Cavilaciones teóricas

Mauricio García Villegas
14 de abril de 2018 - 08:35 a. m.

Sócrates fue injustamente condenado a muerte por las autoridades de Atenas. A pesar de la iniquidad que se cernía sobre él, decidió aceptar su destino y morir por las leyes de su ciudad. Cuando Critón, uno de sus discípulos, le quiso ayudar a huir de la prisión, Sócrates le respondió lo siguiente: “¿Acaso eres tan sabio que no ves que la patria merece ser honrada más que la madre, que el padre, y que (…) es más venerable, más santa, más digna de la mayor estima para los dioses y para los hombres sensatos?”.

A nosotros, educados en los valores de la modernidad, la decisión de Sócrates nos parece absurda; heroica tal vez, pero absurda. Morir por una ley injusta o incluso sacrificar un derecho propio en aras del bien colectivo nos resulta extraño.

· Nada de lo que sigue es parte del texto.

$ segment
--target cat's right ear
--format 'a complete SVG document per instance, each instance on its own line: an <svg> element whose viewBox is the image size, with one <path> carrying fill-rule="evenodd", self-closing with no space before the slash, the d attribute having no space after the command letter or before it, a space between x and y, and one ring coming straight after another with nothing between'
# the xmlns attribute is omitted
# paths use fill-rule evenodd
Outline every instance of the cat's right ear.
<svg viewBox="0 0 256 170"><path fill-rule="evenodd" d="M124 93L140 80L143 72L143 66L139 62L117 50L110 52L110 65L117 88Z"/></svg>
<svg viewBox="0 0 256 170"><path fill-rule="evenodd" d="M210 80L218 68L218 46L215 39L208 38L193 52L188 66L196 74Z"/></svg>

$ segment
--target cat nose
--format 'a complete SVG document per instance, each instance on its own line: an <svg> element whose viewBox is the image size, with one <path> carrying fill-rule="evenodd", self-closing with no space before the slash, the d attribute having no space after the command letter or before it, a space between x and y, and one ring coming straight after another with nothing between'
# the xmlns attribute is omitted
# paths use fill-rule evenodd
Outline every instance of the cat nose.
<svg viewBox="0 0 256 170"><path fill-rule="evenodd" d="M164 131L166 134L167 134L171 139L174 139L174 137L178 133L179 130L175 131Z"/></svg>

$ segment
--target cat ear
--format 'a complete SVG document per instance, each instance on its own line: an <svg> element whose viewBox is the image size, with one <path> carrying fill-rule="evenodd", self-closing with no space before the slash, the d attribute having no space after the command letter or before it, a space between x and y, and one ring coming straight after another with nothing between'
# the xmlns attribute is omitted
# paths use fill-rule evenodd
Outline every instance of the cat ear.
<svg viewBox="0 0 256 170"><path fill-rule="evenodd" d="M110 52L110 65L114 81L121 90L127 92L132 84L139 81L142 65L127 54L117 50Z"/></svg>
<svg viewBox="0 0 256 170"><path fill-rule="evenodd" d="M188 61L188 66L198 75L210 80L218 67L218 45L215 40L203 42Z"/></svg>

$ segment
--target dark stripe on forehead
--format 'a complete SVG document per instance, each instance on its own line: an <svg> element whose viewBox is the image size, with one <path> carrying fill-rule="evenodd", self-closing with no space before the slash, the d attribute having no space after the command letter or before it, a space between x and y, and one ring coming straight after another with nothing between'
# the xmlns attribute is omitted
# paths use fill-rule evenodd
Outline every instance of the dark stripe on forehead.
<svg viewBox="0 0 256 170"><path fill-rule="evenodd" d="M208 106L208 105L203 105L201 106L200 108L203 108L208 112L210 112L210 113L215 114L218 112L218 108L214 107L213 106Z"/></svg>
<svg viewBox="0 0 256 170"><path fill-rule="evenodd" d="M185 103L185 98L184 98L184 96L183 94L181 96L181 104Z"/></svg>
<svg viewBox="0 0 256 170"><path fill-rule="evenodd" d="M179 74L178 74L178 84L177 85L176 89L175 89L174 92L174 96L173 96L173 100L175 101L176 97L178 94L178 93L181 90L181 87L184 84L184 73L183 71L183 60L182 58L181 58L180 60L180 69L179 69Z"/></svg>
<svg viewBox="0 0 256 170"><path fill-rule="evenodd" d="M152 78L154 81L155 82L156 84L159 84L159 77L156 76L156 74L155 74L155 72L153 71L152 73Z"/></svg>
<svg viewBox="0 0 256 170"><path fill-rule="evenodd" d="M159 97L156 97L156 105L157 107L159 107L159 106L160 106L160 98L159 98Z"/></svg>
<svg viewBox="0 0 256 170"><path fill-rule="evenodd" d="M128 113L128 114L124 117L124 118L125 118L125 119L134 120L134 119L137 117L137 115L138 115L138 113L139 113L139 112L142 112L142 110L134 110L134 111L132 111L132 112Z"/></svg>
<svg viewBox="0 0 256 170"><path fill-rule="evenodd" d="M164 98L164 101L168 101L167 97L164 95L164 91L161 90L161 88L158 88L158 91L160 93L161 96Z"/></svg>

Toda la Ilustración se pensó para invertir el orden de prioridades que habían concebido los griegos: el individuo no se debe al Estado (a la patria o a la sociedad), sino que es el Estado el que se debe a los individuos.

Este giro copernicano fue un avance extraordinario de la filosofía política, que permitió humanizar el ejercicio del poder y sentar las bases de la democracia. Pero el humanismo que reemplazó el amor gregario por el amor propio no siempre avanzó por un camino de rosas. “El individualismo —decía Tocqueville— es un sentimiento reflexivo y apacible que lleva a cada individuo a aislarse de sus semejantes y refugiarse en la familia y los amigos; de suerte que, después de formar esta sociedad pequeña para su uso particular, abandona la sociedad grande a su propia suerte”. Está bien hacer del individuo el centro de la sociedad, lo que no está bien, dice Tocqueville, es haber menoscabado el sentimiento colectivo y el aprecio por las virtudes públicas que tenían los antiguos. Lo que no está bien es esta desidia generalizada, esta ausencia de virtud social a la que nos ha conducido el individualismo.

Los defensores a ultranza del capitalismo empeoraron la indolencia de los individuos con el bien público. Una buena parte de los clásicos del neoliberalismo, por ejemplo, puso el fundamento del orden social en los rasgos menos gregarios del individuo, como la codicia y la ambición que, dicen, son los motores del avance económico e incluso moral de la sociedad. Para ponerlo en los términos de Bernard Mandeville, lo que antes eran vicios privados, como la avaricia y la vanidad, se convirtieron en virtudes públicas: el buen ciudadano no es aquel que contribuye al bien social, sino aquel que satisface su propio egoísmo para enriquecerse. El consumo pasó a ser la nueva religión civil.

Muchos han reaccionado ante semejante descrédito de los valores colectivos. Los primeros fueron los revolucionarios franceses (siguiendo a Rousseau) que implantaron una sociedad compuesta de ciudadanos virtuosos y entregados al bien público, pero que no pudieron detener el fundamentalismo y la guerra civil. Hoy tenemos a todos los populismos, de extrema derecha e izquierda que, avivando vicios públicos como la rabia y el fanatismo, quieren acabar con la prepotencia del individualismo.

Tal vez el mayor desafío político que enfrentan las democracias actuales es rescatar algo de la virtud pública y ciudadana que predicaban los griegos, sin caer en los populismos de todo tipo que hoy se ofrecen como salvadores de la sociedad.

Me dirá usted, amigo lector, que estas son meras cavilaciones teóricas. Sí, puede ser, pero tienen enormes implicaciones prácticas. Menciono solo una de ellas, actual y concreta: la semana entrante los senadores deben dar su aval a la consulta anticorrupción, para que los colombianos ayudemos a crear un Estado más virtuoso y más digno. Esperemos que lo hagan.